There are differences in the men’s and women’s bodily makeup. Before menopause, the women’s cardiovascular system is somehow protected by the female reproductive hormones particularly estrogen. But as the estrogen level progressively declines with age, this natural protection is lost and makes women even more vulnerable to hypertension, heart attacks and stroke after menopause.

It’s only in this decade that cardiac research is focusing on women more than it used to. For the longest time, research has been done either exclusively on men, or with women represented in statistically insignificant numbers, says Dr. Sharonne Hayes, director of the Mayo Women’s Heart Clinic in Rochester. She elaborates on this skewed research imbalance compromising optical care for women: “In the 1960s, erroneous assertions that heart disease was a man’s disease were widely spread to the medical community and to the public. This led to research almost exclusively focused on cardiovascular disease in men. Many clinical trials in the ’70s and ’80s excluded women or simply didn’t make an effort to enrol women in sufficient numbers to draw sex-based conclusions.”

Now, researchers are recruiting more women into clinical trials and they’re analyzing research data by gender also to determine separately the risk of heart complications in women, and note any disparity in the behavior or responses of women to standard treatments or interventions. In a way, the expression that men are from Mars and women are from Venus may make some sense in conveying the message that women’s bodily systems are not exactly like a smaller version of their male counterparts.

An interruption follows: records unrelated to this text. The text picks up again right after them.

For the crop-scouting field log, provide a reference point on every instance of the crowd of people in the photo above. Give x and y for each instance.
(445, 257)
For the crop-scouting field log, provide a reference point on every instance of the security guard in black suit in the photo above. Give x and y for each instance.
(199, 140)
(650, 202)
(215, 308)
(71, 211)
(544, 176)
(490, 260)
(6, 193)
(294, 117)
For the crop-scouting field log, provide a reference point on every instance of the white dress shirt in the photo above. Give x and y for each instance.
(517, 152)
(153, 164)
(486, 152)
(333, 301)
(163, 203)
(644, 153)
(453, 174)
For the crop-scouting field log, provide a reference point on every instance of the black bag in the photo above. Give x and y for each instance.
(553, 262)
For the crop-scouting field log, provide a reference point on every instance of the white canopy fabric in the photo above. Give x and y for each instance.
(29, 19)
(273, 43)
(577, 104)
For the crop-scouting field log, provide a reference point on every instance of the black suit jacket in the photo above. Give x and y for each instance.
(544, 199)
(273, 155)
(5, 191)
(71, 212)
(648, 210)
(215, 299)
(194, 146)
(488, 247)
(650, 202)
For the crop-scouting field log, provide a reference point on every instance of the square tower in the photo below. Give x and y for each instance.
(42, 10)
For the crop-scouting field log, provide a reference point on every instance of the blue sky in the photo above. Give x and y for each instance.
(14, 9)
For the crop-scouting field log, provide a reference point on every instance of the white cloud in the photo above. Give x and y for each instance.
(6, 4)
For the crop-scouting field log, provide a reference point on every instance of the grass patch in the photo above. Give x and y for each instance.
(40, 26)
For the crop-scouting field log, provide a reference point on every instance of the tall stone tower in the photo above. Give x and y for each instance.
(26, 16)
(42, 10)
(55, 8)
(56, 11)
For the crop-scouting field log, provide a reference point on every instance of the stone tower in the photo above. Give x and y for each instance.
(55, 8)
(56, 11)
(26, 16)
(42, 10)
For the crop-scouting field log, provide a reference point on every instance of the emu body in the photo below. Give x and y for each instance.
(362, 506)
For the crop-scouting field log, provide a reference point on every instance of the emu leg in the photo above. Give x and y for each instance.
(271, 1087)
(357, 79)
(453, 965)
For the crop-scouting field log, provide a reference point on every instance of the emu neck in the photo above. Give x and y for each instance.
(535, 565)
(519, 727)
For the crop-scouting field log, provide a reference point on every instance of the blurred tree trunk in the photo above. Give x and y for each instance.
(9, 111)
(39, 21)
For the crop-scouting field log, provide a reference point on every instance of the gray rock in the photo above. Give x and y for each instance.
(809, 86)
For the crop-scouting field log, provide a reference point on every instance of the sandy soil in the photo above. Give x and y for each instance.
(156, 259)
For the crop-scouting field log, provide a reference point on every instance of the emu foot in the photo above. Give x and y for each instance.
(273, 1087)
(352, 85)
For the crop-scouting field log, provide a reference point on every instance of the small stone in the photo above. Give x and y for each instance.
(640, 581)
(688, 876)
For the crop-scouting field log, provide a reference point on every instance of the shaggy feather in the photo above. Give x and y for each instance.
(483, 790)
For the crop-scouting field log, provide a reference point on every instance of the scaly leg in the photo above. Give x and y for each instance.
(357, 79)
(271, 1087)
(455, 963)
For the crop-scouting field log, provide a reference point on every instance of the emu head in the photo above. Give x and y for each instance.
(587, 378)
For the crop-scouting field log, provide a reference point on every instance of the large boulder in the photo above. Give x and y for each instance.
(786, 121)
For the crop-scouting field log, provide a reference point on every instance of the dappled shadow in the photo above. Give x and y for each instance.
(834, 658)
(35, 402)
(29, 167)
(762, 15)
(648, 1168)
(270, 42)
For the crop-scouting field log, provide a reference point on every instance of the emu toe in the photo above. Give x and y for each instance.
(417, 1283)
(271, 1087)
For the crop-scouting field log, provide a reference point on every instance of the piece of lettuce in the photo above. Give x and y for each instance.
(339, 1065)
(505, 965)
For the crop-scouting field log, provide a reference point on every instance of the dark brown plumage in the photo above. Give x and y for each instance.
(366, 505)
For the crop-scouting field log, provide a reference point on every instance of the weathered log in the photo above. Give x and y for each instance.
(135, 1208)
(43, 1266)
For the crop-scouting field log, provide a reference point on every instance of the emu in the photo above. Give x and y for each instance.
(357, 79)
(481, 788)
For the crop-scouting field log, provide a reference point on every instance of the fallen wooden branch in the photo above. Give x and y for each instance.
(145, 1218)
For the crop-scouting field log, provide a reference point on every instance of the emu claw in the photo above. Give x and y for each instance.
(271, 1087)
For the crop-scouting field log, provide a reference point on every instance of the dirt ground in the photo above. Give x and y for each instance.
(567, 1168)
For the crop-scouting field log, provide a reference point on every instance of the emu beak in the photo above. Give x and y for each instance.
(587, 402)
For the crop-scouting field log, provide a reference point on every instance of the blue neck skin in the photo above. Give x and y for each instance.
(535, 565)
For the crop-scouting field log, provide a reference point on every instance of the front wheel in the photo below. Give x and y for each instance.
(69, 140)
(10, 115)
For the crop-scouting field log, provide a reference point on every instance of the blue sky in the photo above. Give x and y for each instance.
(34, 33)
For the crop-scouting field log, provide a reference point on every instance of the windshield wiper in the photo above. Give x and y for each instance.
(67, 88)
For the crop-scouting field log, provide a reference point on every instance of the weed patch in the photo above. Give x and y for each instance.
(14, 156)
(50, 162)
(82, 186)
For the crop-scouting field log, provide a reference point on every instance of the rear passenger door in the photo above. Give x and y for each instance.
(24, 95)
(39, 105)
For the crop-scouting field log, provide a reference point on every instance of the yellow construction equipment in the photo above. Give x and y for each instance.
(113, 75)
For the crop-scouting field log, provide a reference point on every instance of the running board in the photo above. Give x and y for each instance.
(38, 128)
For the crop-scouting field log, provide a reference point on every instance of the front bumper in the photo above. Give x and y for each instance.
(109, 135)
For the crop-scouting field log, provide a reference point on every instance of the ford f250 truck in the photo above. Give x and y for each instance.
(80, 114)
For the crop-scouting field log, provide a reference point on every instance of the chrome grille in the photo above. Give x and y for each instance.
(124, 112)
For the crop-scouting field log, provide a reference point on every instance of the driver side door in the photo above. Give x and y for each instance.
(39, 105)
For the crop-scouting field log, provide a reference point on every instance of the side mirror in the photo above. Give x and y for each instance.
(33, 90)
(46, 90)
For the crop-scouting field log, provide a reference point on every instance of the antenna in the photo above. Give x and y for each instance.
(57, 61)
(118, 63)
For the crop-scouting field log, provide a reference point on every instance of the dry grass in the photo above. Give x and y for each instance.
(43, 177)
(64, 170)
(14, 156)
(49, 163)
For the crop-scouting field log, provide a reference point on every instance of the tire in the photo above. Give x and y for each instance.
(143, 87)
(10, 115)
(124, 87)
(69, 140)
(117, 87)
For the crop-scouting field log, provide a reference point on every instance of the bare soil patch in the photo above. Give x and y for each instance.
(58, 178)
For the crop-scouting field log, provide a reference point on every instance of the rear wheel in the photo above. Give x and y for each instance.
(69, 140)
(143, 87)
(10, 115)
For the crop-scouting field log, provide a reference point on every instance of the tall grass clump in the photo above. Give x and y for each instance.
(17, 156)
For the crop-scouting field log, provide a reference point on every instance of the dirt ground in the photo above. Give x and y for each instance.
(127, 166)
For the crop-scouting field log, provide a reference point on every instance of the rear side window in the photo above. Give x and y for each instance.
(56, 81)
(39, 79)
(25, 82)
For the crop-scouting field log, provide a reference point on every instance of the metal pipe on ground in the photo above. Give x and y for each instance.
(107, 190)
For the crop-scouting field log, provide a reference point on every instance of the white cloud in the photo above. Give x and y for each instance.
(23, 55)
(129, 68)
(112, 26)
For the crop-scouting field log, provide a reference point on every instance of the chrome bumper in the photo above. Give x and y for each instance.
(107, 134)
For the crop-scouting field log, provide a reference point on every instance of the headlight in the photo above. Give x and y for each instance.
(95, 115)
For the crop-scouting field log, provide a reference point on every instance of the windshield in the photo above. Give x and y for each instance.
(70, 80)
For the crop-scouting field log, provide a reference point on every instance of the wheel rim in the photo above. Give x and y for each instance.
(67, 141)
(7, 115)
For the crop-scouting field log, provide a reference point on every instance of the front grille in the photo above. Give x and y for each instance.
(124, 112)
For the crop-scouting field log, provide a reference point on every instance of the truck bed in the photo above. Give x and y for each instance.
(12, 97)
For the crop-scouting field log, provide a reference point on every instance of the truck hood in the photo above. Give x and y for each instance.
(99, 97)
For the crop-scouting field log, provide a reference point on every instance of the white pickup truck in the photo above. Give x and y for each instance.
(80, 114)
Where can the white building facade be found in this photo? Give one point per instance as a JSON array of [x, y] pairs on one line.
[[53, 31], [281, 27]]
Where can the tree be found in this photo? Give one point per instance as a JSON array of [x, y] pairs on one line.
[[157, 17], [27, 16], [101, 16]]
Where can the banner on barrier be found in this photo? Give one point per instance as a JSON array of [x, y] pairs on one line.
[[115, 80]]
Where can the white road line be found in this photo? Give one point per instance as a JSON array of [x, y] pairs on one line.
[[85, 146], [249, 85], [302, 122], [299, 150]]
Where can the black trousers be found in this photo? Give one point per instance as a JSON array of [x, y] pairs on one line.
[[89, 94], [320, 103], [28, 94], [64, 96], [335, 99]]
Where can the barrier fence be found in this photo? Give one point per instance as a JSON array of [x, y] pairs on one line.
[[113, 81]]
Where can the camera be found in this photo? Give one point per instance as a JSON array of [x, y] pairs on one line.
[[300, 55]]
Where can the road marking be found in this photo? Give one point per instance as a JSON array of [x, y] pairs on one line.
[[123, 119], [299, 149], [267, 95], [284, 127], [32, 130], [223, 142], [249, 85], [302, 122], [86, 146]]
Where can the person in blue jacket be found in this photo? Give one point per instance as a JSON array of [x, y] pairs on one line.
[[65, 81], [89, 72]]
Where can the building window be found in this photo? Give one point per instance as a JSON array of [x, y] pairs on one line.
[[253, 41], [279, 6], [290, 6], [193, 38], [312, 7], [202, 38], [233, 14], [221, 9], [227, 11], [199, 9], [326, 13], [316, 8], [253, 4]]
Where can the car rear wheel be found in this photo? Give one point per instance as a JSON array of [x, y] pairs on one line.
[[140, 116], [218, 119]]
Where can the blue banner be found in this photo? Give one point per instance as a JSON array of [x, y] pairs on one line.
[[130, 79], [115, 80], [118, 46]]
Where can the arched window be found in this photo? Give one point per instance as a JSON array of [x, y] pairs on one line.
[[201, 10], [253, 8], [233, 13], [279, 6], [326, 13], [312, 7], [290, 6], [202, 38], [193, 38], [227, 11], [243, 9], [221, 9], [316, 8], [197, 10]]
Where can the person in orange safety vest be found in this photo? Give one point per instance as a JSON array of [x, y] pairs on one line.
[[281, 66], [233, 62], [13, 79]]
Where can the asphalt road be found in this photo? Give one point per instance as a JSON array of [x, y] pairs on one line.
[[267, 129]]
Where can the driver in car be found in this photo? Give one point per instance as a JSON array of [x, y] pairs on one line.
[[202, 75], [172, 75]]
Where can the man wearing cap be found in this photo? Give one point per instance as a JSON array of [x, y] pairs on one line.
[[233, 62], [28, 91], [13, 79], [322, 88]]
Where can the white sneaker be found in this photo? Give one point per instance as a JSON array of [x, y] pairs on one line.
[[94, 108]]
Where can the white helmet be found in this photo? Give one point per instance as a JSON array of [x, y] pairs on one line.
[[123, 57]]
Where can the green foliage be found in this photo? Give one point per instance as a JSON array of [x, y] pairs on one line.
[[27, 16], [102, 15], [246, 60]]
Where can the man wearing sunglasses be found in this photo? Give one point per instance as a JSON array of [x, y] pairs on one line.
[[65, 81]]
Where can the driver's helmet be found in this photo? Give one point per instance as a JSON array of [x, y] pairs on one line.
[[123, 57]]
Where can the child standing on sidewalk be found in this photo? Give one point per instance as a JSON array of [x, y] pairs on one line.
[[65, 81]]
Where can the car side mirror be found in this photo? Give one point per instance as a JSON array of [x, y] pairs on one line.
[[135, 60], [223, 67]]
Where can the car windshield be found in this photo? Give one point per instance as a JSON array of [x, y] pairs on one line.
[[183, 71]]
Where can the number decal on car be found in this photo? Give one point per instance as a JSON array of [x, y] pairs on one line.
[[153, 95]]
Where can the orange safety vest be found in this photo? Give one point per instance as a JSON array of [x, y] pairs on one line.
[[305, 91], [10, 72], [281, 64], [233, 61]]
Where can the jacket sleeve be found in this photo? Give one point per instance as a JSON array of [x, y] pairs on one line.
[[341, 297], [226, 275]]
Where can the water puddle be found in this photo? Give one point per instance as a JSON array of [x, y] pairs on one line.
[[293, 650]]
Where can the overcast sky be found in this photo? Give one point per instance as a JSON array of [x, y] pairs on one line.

Foreign and local heart experts are also concerned that women are getting short-changed in terms of getting optimal treatment for their CVD, because they are being afforded less than men the benefits of modern therapy such as optimal treatment with best-of-care medicines, angioplasty or by-pass surgery to  improve the circulation to their diseased hearts. Physicians and other healthcare practitioners have to shake off the wrong notion that one has to be more aggressive in treating cardiovascular disease in men, but not so in women. Getting rid of such gender bias can save a lot of women’s lives yearly worldwide including the Philippines.